This article explores the process of table partitioning in Azure SQL Database and explains how it differs from on-premises SQL Server.
Introduction
The table partitioning divides the large tables into multiple smaller logical tables. These smaller tables enable better data management and avoid the requirement of creating individual tables. These logical tables are unknown to end-users, and they can query the partitioned table like one logical table.
The following diagram depicts the table partitioning process in SQL Server. The main component of partitioning is as below:
- Partition function: The partitioning function defines the boundary for each partition.
- Partition Scheme: The partitioning scheme maps the table partitions to different filegroups.
-
Partition column: The partition function partitions data based on a column. You can use any data types except
ntext, text, image, xml,
varchar(max), nvarchar(max), or varbinary(max).
Usually, in the on-premises SQL Server database, we use the following approach for table partitioning.
- Create secondary filegroups and add data files into each filegroup.
- Define logical boundary for each partition using partition function.
- Create a partition scheme for mapping the partitions with filegroups.
The idea behind different filegroups and data files is to optimize the storage. You can place the operational data
or partition data file on a faster disk while putting archive or less frequent usable data into the comparatively
slow disk to balance the storage cost without compromising the application performance.
Let’s explore how partitioning is different in the Azure SQL Database.
Azure SQL Database Table Partitioning
Azure SQL Database offers a PaaS solution for Microsoft SQL Server. Microsoft manages these databases; therefore, you have certain limitations in performing administrative activities. For example, you cannot add multiple data files and filegroups in Azure SQL DB.
As we saw earlier, we usually add multiple data files into separate drives for table partitioning. However, with Azure SQL DB, we cannot add multiple data files and define the partition scheme to use different filegroups.
Azure automatically optimized storage in Azure for all table partitions. Therefore, we can depict the Azure Table partition as below.
Requirements
You should create an Azure SQL database for this article demonstration. If you are not familiar with Azure SQL DB, please explore the Azure SQL category.
For this article, I have used [AzureSQLDemo] database having version 12.0.2000.8, as shown below.

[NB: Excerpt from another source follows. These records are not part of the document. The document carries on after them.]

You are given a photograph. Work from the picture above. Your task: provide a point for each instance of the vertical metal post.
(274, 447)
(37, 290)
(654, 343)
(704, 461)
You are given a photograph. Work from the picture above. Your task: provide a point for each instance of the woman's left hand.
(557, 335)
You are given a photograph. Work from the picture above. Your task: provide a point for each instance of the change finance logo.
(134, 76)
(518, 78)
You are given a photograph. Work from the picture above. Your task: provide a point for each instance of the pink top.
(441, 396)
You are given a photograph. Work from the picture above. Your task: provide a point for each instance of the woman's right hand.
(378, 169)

Steps for partitioning SQL table in Azure SQL Database
First, let’s verify the Azure DB data file and its location using the sys.database_files.
1 2 3 4 5 6 |
SELECT name as [FileName], physical_name as [FilePath] FROM sys.database_files where type_desc = 'ROWS' GO |
As shown, it has only one data file, and its path is encrypted because you do not get file system access in Azure SQL Database.

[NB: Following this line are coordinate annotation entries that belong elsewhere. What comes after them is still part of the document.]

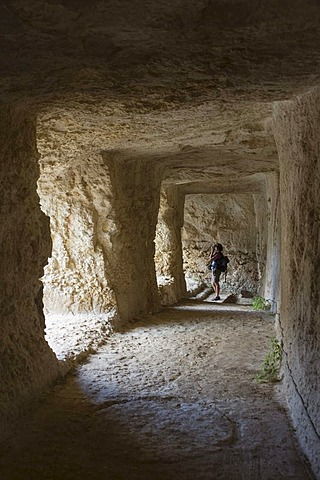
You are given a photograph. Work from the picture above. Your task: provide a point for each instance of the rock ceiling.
(189, 85)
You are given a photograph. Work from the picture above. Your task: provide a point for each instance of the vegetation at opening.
(260, 303)
(270, 368)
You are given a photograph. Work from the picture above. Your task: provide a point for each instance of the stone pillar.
(169, 260)
(297, 133)
(269, 216)
(135, 193)
(27, 363)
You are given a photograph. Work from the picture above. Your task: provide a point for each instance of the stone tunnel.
(134, 134)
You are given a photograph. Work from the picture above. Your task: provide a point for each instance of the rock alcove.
(136, 124)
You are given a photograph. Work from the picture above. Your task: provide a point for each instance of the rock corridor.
(173, 397)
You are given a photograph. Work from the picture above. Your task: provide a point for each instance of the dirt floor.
(173, 397)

Let’s define a partition function and scheme before we create a partition table.
Partition function
The T-SQL script below creates a partition function [PF_Date] on the DateTime column, creating separate partitions for each month.
1 2 3 4 |
CREATE PARTITION FUNCTION [PF_Date] (datetime) AS RANGE RIGHT FOR VALUES ('20210201', '20210301','20210401', '20210501', '20210601', '20210701', '20210801', '20210901', '20211001', '20211101','20211201'); |
Verify the partition function using the sys.partition_functions.
1 2 |
SELECT * FROM sys.partition_functions WHERE name='PF_Date' GO |
Partition scheme:
In the partition scheme, we use the argument – ALL TO PRIMARY, for mapping all partition boundaries to the primary filegroup.
1 2 3 4 |
CREATE PARTITION SCHEME PS_Date AS PARTITION PF_Date ALL TO ([PRIMARY]) GO |
The Partition scheme query returns the following output:
You can retrieve partition scheme information using the sys.partition_scheme.
1 2 |
SELECT * FROM sys.partition_schemes WHERE name='PS_Date' GO |
You can validate the partition function using the following query. It returns the partition number in which the data will be stored.

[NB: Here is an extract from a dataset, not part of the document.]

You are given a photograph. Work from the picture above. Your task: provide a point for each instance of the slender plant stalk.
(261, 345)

1 2 3 4 5 6 7 8 9 10 11 12 13 |
SELECT InputValue, $PARTITION.PF_Date(InputValue) AS Parition FROM ( VALUES ('20210115'), ('20210730'), ('20210521'), ('20220101'), ('20190101') ) AS TEST (InputValue); GO |
Let’s understand the input value and their corresponding partition.
- Value ‘20210115’: As per partition function, it is stored in the partition one
- Value’ 20210730′ should go in partition five
- Value ‘20220101’ should go in the last partition twelve
- Value ‘20190101’ should go in the first partition
As we have verified that the partition function and scheme are working perfectly, let’s create a SQL table using these. The T-SQL syntax for a partitioned table is similar to a standard SQL table. However, we specify the partition scheme and column name as shown below.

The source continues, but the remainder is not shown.